Audiences may remember Lyons’ work during CCM’s 2019-20 musical theatre productions of 42nd Street and The Secret Garden. As Associate Musical Director of 42nd Street, Lyons worked closely with his mentor and advisor Roger Grodsky, CCM Musical Theatre Professor and Musical Director of the production. The show was directed by CCM Musical Theatre Professor Diane Lala and showcased a huge cast and crew. “We mounted a gorgeous, funny, exuberant show that is basically a love letter to big, splashy, musical comedy," Lyons says. "It featured some truly iconic and breathtaking tap sequences and it was a thrill to be a part of it.”

Lyons was also Musical Director of The Secret Garden, which was directed and choreographed by Broadway’s Connor Gallagher (BFA Musical Theatre, ’06) at CCM. The production included a partnership with L-Acoustics to bring groundbreaking “L-ISA Immersive Hyperreal Sound” technology to the CCM stage.

“Another feature of the production was that it featured almost all student designers — a testament to the enormous talent across so many disciplines at CCM, as well as the trust that advisers and department heads place in their students,” Lyons adds. “I certainly enjoyed having relative autonomy, on my part!”

Read more about Lyons in his professional biography below and watch his virtual choir and orchestra perform “Holding On” at Playbill.

About Jeremy Robin Lyons

Before coming to CCM, Jeremy Robin Lyons served as Score Supervisor and Associate Music Director/Conductor for the world premiere of Kerrigan and Lowdermilk's original off-Broadway musical The Mad Ones.
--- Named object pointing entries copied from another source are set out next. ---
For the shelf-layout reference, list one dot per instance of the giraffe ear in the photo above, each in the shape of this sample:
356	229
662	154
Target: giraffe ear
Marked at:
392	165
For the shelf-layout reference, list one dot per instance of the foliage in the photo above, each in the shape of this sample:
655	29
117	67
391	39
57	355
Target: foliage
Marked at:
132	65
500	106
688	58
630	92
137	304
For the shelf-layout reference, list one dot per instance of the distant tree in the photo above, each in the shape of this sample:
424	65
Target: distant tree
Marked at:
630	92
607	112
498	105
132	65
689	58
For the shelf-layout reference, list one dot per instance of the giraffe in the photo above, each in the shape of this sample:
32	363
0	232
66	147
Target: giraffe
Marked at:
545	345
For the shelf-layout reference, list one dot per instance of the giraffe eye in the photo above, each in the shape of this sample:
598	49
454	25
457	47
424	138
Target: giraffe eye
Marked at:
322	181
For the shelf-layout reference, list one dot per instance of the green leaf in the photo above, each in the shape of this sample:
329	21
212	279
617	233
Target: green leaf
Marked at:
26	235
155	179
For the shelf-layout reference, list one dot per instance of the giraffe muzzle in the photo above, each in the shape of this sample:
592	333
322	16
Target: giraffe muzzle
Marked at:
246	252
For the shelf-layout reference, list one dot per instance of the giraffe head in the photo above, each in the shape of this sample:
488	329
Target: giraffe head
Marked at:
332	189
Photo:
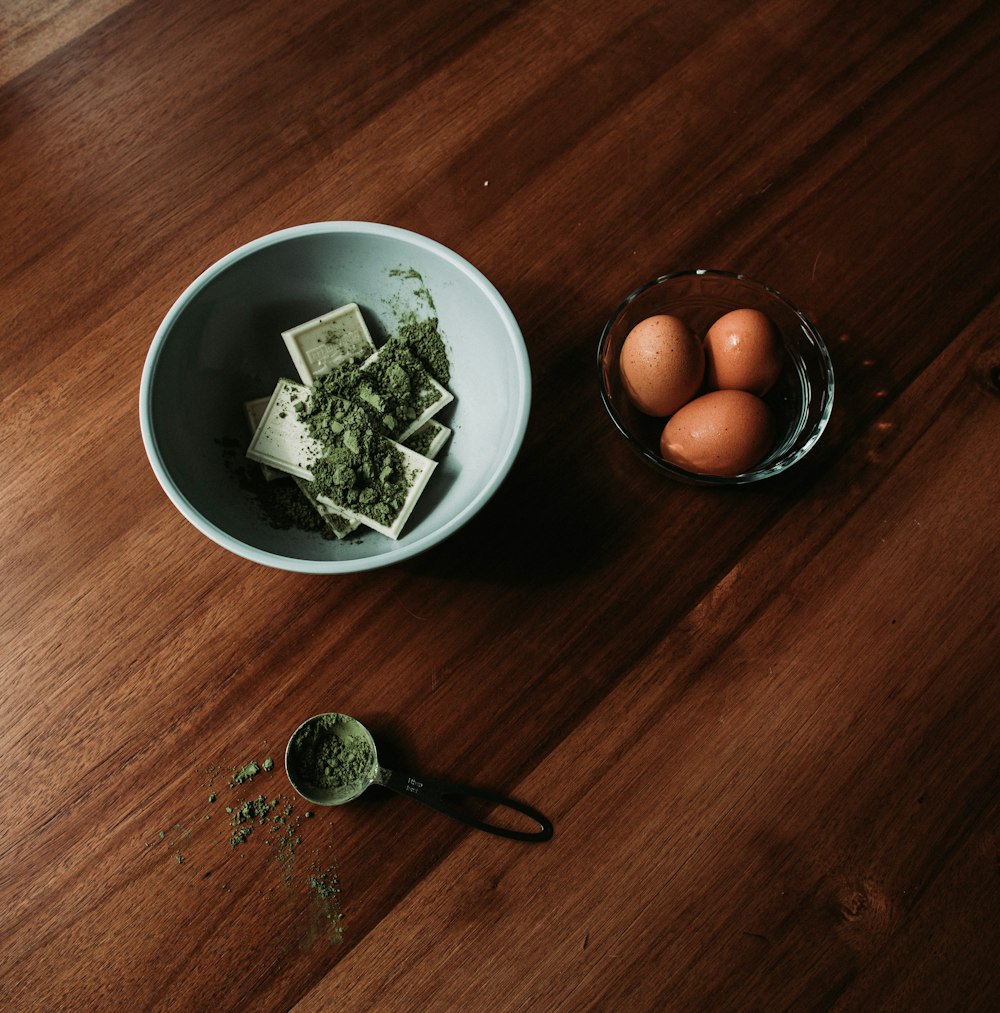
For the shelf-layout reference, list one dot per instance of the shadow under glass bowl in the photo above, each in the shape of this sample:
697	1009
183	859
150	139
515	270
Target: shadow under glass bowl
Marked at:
801	399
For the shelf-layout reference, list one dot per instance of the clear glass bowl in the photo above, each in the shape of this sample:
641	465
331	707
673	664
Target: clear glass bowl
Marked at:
801	399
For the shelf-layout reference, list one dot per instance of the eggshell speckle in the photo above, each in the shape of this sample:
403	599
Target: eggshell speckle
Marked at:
743	353
721	433
663	364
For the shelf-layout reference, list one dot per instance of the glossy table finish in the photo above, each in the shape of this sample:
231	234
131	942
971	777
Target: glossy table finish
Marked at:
764	721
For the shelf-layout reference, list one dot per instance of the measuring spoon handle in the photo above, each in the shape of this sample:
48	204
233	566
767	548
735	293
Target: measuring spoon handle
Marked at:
446	797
Prior to The Mad Ones, Lyons served as the Keyboard 1 player for the 2015-17 National Tour of The Sound of Music. Playing over 50 cities, Lyons also served as Copyist for the production, and enjoyed conducting the orchestra on numerous occasions, including multiple times at The Kennedy Center. As an arranger, Lyons' accomplishments include orchestrating The Songs of Henry Krieger as part of Lincoln Center’s American Songbook series, and contributing orchestrations to Getting to Know You: The Music of Rodgers & Hammerstein as part of the Lyrics and Lyricists series at the 92nd Street Y. Lyons' arrangements have also been frequently heard at 54 Below, Joe's Pub, and in the New York Musical Festival. His choral arrangement of Joe Iconis' Broadway, Here I Come! is published and available online.